I think this patch makes things incrementally better and I'd like to land something soon so I can work on the next missing feature. I think over time we can build up knowledge about this tool and make it better on a wider scale. Can you please talk another look?

LGTM, modulo the small fixes I've left inline

clang-tools-extra/clang-doc/Serialize.cpp
439

Can you add a String message to the assert?

This is a fairly standard example of the usage w/in LLVM:

assert(LCS && RCS && "Expect non-null FunctionSamples");

Taken from https://github.com/llvm/llvm-project/blob/30bbb73bb448910f791088bfc3154e752d42241a/llvm/lib/Transforms/IPO/SampleProfile.cpp#L400

440

That's fine, but lets add a TODO here to consider the other API, so we track this.

clang-tools-extra/unittests/clang-doc/SerializeTest.cpp
169

So I also wanted to understand why. MakeOneLinecCmmentIInfo() is not used elsewhere in clang-doc, and I don't think it was ever tested.

Looking at the body it doesn't use it's input parameter at all.

There may also be an issue w/ how it constructs the CommentInfo.

Leaving this as a TODO is fine. I don't think this is something we're going to solve in this patch, but if you can also add a TODO to MakeOneLine CommentInfo, it would be appreciated.

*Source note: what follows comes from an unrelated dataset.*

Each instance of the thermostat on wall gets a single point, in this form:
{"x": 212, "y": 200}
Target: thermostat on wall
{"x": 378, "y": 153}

brettw updated this revision to Diff 451632.Aug 10 2022, 2:31 PM

New patch up.

Thanks. Can we get the small changes to the assert + the TODO in Serialize.cpp? I'll be happy to land this for you after that.

brettw added inline comments.Aug 11 2022, 9:23 AM
clang-tools-extra/unittests/clang-doc/SerializeTest.cpp
169

The problem isn't with MakeOneLineCommentInfo (I fixed the parameter usage) but rather that the records generated in the test has no comments at all. The current test code (with the line commented out) expects that the comment is completely missing, which is the only way the test will pass now.

Since nobody else uses it, I commented it out and referenced the calling code.

brettw updated this revision to Diff 451882.Aug 11 2022, 9:28 AM
brettw marked 2 inline comments as done.

New patch up with requested changes.

paulkirth accepted this revision.Aug 11 2022, 10:07 AM
This revision is now accepted and ready to land.Aug 11 2022, 10:07 AM
This revision was landed with ongoing or failed builds.Aug 11 2022, 10:17 AM
This revision was automatically updated to reflect the committed changes.